By Doris Egge ’40
I graduated from high school in 1940 and grew up in the segregated South. My only contact with what we then called the “Negro community” was at spring-cleaning time at my home. It was the only time my mother ever used hired help, and two African-American women helped her for two days each year. When lunch time came each day, my mother prepared the food and invited everyone to sit down to eat.
“Oh, no, ma’am, we eat out on the porch,” was their reply, but my mother insisted.
“No, we work together, and we will eat together.”
That was NEVER done in the South and all of us were a bit disconcerted except my mother. It was also true that she made it very clear to me and my siblings that we were never to use the “N word” that was bandied about everywhere. You have to know that about my background to understand the rest of my story.
I lived in a mixed-up world, and I was very curious about race relations. My job, the first year that I attended Bridgewater College, was waitressing in our family-style dining room. We had three African-American cooks, and normally in such a situation waitresses and African-American men did not make eye contact with each other. I became uncomfortable with that and so one day, when Faith was passing food to me across the counter, I said, “Hi, Faith. How are you today?”
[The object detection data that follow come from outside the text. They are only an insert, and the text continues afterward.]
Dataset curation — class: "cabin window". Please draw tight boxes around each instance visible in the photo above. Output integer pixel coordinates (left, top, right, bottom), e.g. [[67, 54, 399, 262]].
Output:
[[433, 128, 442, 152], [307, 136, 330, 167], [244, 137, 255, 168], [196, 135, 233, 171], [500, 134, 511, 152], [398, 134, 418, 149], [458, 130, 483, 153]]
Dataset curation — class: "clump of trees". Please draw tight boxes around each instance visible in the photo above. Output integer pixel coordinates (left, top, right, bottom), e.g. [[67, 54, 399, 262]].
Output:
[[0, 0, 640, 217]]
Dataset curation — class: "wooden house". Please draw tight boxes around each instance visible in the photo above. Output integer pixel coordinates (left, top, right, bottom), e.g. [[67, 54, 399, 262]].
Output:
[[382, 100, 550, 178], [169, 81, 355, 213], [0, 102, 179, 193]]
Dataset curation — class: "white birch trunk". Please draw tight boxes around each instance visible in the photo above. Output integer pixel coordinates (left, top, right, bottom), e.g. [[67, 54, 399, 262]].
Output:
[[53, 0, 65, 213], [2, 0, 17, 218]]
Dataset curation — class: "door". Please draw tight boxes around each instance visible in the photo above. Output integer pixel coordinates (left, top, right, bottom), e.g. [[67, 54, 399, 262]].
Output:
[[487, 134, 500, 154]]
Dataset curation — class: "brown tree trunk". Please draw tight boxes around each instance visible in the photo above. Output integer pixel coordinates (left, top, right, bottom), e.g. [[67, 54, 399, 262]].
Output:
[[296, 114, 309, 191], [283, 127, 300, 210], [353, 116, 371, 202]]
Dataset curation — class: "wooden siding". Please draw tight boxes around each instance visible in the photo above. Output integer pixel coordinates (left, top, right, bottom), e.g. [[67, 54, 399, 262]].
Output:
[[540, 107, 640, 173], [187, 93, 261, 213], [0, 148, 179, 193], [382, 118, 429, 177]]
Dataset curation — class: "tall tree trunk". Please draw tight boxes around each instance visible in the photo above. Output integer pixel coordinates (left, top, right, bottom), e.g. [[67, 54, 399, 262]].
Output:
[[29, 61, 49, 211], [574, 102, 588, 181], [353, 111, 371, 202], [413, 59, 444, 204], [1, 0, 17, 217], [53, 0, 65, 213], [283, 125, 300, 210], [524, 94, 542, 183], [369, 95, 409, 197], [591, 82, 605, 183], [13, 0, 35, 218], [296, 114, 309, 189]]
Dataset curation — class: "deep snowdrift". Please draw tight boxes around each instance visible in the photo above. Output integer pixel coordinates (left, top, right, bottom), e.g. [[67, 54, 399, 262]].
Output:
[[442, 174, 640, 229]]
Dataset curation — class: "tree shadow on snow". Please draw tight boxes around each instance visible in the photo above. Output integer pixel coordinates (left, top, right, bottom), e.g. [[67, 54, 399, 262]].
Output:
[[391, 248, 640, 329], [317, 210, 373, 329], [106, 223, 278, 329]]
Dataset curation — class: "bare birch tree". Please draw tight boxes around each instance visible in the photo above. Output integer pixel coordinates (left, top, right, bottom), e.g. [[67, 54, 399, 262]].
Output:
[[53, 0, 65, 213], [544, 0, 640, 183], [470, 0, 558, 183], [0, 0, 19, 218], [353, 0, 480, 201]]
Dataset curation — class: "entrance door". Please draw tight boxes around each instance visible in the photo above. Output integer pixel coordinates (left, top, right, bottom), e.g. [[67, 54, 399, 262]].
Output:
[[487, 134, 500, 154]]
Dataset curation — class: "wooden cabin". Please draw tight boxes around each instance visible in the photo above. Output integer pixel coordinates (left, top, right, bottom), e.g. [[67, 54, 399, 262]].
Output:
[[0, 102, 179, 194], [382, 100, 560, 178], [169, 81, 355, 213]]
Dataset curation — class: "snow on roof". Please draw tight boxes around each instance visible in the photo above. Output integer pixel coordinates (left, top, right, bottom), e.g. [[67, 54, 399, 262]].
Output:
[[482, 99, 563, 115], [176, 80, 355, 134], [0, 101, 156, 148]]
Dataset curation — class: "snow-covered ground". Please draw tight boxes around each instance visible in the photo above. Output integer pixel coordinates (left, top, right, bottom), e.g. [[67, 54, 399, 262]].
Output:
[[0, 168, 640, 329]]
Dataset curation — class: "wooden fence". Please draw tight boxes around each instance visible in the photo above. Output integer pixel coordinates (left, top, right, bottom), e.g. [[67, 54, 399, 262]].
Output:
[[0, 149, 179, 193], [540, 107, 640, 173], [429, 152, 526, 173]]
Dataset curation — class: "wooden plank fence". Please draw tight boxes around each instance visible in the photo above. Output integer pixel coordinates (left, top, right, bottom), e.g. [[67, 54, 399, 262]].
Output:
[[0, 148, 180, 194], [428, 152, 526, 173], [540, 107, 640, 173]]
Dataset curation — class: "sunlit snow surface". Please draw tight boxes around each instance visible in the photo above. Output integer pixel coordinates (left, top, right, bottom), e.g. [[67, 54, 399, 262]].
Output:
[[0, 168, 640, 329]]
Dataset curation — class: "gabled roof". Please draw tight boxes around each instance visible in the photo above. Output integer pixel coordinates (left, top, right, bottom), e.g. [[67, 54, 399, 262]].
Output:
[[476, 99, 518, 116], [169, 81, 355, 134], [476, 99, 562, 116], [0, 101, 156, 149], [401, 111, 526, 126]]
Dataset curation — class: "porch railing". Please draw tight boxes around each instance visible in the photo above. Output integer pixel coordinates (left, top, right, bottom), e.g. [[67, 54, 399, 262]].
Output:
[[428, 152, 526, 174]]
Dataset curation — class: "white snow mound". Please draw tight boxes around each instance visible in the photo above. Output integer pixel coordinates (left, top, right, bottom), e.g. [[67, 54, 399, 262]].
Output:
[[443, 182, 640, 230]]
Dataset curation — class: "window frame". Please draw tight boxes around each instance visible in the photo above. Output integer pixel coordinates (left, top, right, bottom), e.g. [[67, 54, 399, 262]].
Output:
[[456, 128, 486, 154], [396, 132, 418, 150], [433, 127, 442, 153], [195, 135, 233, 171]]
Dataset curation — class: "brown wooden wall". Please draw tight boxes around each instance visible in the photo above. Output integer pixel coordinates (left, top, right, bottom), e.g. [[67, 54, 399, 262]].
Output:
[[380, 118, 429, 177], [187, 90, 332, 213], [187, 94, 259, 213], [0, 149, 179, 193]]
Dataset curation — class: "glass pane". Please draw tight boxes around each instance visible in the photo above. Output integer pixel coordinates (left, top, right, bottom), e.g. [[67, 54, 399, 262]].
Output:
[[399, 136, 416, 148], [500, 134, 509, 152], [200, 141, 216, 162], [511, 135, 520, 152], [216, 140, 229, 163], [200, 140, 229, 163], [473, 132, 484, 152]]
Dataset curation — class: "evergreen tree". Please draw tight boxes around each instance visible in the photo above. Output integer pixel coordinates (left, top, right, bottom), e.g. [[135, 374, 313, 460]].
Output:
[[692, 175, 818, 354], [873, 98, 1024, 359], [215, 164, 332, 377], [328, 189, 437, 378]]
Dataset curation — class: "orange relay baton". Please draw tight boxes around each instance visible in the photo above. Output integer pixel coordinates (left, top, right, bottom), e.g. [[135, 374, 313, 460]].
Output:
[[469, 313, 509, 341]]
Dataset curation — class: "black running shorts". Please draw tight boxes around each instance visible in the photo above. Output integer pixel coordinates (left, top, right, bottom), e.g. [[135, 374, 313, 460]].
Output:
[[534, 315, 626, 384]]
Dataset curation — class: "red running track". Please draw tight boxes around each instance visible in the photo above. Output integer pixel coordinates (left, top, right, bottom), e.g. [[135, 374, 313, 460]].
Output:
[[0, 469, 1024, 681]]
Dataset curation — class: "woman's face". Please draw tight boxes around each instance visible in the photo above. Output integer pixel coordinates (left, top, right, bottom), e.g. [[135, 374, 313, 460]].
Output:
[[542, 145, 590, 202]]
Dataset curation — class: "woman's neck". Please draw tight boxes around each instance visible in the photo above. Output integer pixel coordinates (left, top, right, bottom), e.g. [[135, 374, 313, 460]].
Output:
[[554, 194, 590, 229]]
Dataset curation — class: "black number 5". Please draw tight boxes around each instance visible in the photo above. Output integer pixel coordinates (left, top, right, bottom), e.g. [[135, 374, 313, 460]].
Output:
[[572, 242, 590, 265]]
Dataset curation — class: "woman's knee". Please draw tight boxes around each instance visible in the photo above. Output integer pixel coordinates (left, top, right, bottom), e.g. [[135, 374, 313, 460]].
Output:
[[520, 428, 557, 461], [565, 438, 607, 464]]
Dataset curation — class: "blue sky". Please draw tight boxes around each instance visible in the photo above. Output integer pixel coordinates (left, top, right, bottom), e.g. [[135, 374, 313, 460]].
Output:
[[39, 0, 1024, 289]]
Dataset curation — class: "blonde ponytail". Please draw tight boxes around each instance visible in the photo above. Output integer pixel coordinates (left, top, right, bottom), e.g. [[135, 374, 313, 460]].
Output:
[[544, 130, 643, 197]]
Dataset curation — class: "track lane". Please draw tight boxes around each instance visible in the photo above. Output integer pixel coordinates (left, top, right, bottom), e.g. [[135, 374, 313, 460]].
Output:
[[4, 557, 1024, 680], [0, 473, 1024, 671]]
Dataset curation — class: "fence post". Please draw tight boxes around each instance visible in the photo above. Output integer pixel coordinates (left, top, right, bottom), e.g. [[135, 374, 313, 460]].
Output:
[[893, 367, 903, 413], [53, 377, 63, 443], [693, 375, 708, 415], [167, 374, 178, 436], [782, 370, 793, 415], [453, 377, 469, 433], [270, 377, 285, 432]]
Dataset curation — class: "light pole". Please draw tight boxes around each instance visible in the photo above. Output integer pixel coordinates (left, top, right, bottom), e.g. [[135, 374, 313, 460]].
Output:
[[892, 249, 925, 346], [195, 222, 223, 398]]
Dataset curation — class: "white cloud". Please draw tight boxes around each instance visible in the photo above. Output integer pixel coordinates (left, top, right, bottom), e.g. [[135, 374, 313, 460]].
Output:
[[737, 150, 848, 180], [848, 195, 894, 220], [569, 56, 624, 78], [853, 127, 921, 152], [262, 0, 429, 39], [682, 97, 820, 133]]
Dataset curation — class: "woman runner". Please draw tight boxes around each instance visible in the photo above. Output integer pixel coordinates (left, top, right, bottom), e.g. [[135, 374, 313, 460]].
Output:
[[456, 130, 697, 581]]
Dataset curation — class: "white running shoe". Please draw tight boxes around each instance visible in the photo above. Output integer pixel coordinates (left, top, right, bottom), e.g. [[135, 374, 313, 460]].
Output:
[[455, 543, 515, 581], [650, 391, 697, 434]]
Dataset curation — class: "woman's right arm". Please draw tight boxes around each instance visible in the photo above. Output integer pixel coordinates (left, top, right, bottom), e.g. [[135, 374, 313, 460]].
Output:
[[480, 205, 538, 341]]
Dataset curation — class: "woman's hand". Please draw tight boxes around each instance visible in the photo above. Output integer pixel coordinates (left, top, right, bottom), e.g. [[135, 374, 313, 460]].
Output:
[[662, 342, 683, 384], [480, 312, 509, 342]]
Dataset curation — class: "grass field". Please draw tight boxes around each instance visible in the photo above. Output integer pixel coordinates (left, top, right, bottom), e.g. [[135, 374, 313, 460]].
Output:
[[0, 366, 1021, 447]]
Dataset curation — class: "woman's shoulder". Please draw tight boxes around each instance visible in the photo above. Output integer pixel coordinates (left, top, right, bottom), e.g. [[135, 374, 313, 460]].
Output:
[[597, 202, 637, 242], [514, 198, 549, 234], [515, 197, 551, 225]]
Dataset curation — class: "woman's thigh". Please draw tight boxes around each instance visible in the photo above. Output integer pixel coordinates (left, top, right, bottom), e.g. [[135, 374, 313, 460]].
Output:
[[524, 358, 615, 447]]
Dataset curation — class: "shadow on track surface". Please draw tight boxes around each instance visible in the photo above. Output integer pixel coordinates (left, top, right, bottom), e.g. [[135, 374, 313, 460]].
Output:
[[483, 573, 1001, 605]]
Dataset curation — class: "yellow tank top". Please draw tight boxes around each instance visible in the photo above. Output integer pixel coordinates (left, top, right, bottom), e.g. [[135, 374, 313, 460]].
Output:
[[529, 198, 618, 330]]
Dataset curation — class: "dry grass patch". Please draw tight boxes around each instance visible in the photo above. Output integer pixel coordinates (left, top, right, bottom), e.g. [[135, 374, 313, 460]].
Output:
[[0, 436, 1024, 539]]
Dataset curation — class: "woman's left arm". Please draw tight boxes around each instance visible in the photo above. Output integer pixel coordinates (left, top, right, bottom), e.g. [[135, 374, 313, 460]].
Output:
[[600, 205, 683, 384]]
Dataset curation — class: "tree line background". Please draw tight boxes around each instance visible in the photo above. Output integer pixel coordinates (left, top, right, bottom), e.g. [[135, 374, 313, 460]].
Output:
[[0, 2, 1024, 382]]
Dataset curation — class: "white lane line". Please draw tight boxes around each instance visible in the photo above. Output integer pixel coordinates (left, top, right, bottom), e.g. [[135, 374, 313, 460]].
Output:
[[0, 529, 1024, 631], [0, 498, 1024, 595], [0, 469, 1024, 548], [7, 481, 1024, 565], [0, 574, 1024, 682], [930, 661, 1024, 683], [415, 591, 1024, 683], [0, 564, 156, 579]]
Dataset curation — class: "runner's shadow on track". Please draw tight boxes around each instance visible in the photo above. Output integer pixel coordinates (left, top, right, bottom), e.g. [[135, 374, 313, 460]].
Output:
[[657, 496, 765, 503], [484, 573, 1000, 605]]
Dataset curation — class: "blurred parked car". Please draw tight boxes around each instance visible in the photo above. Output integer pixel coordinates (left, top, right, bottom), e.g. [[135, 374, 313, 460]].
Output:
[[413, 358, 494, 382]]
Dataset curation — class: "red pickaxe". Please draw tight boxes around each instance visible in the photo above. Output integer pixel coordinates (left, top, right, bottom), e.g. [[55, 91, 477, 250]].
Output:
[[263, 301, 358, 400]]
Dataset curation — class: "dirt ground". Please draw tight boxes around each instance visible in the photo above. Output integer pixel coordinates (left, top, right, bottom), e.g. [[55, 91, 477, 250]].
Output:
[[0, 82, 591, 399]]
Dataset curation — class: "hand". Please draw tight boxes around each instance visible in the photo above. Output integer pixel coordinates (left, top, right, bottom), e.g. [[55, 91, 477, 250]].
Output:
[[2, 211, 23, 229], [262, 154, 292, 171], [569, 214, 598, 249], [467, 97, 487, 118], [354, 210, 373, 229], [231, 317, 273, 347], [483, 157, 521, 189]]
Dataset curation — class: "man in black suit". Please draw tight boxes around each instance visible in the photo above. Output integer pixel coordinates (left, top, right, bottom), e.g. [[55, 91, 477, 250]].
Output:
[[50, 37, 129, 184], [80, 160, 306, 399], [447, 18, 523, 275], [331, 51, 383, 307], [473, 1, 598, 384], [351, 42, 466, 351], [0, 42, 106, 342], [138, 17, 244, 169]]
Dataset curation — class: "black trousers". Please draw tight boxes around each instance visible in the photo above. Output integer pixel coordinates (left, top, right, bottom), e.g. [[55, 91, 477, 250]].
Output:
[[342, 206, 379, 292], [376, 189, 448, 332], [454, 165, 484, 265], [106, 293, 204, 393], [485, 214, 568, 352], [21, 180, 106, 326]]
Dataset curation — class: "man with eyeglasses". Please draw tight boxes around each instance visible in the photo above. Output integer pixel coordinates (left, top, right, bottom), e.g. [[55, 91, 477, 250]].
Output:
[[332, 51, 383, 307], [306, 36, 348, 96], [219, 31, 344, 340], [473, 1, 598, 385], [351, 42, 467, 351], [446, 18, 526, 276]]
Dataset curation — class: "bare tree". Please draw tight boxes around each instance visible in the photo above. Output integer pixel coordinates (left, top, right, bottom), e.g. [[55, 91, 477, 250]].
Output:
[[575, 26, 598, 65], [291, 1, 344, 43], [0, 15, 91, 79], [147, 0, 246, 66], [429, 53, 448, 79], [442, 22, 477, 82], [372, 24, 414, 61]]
I waited until he looked at me.
I began to greet the other two cooks (Kern is the only name I remember.), but I got no response except from Faith. In time, I began to drop by the kitchen for conversation now and then. The counter was always between us; I don’t think we ever shook hands. All three cooks were always present, but the two others would gravitate to the back of the kitchen, and we could hear them laugh. I am sure they teased Faith unmercifully when I left, but I continued my visits that year and very occasionally during my time at Bridgewater.
When I graduated, Faith gave me a silver dollar.
Faith was soft spoken and kind. He taught me so much. I learned how insensitive we were to the condition of African-Americans long after slavery ended. He never complained about the injustice he experienced, but one conversation I will never forget.
We were talking about the economy, and he mentioned how expensive it was to send his two sons to school. I countered, “Aren’t they in high school? Isn’t that free?”
Quietly he replied, “Not for us, no, it isn’t. I have to pay Greyhound bus fare to send them to the only high school they are allowed to attend, which is seven miles away in Harrisonburg.”
He awakened me to so much reality that I had ignored. I wish he could have lived longer that I might have told him again and again how much I appreciated that.
Doris Egge lives in Roanoke, Va., and is writing her memoirs.